Other new measures intended to boost transparency and accountability include giving Ofcom the power to require companies to publish details of enforcement actions it has take against them, and another new criminal offence of controlling or coercive behaviour against women and girls, which will be in the list of “priority offences”.

Offences already contained in the priority list include terrorism, child sexual abuse, revenge porn, hate crime, fraud, the sale of illegal drugs or weapons, the promotion or facilitation of suicide, people smuggling, and sexual exploitation.

The victims commissioner, domestic abuse commissioner and children’s commissioner will also be added as statutory consultees in the Bill, which means Ofcom must consult with each when drafting compliance codes for tech firms.

The Bill is due to return to the House of Commons on 5 December 2022, after its passage was paused by the government in July 2022 following legislative timetabling issues.

The House of Lords Communications and Digital Committee is set to hold a special evidence session for the Bill on 6 December.

“Getting online safety right is essential and complex,” said committee chair Baroness Stowell ahead of the session. “Today’s announcement that the provisions on legal but harmful content will be removed from the Bill marks a major shift.

“Our evidence session will examine whether the government’s new approach to the Online Safety Bill delivers what is needed and strikes the right balance between protecting children online and freedom of speech.”

Commenting on the changes to the Bill, Lucy Powell, Labour’s shadow digital secretary, said: “The government has bowed to vested interests, rather than keeping users and consumers safe.

“These changes are a major weakening of this Bill, undermining its core purpose.

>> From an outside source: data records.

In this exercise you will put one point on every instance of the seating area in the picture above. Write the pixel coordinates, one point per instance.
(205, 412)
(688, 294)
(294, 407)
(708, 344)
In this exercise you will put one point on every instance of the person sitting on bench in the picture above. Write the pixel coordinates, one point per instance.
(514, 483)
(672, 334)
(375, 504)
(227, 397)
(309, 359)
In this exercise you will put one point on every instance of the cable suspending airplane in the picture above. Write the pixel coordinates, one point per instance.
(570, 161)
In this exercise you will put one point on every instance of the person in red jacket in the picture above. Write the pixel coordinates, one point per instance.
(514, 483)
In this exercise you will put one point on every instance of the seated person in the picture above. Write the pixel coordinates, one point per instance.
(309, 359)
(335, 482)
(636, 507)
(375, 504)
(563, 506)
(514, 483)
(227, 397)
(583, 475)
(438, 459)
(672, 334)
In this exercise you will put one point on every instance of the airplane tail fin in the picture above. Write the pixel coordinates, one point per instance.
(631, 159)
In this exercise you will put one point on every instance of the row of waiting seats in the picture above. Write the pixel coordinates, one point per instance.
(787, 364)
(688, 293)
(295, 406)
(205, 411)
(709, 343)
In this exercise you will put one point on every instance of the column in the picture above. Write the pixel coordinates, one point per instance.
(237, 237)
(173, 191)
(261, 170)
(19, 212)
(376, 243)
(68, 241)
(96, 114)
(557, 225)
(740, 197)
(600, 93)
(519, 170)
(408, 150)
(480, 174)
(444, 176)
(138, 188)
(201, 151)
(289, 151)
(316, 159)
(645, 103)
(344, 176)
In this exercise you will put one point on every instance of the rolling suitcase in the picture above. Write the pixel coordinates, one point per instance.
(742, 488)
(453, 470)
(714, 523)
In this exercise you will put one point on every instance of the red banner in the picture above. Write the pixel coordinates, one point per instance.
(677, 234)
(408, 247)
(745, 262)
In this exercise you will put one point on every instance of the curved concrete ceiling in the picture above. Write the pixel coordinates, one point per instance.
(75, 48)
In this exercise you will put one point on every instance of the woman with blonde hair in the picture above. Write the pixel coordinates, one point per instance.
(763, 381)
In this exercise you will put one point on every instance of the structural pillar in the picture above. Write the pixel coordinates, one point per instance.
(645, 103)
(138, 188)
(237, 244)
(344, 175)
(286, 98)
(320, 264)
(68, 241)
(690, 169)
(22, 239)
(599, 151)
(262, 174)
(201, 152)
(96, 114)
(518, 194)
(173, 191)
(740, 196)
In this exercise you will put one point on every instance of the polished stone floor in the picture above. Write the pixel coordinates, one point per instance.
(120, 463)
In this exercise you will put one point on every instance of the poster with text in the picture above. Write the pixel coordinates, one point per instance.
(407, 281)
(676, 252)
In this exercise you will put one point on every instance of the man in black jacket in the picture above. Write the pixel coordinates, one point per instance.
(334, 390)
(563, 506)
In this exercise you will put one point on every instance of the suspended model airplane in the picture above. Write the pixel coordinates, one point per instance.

The government is giving abusers a free pass and taking the public for a ride.”

Speaking at the UK Internet Governance Forum on 1 November 2022, Powell said that reining in the harmful business models of tech firms is a matter of urgency, and the legislation’s focus should be on controlling the algorithmic distribution of harmful content, rather than policing individual posts on social media.

“The challenge is the engagement algorithms and how that works,” she said. “I am less interested in the person who’s put a post on social media about suicide – if no one really sees it, then it’s not causing harm. I’m more interested in the fact that people are encouraged to see it.”

Despite the changes to the Bill, tech companies could still be required to use software to bulk-scan messages on encrypted services such as WhatsApp before their encryption, which the government justifies as a way to deal with child sexual abuse material and violent crime.

In July 2021, a number of amendments were proposed by MPs – including Conservative David Davis, who has been a vocal critic of the Bill’s measures – that would remove the ability to monitor encrypted communications.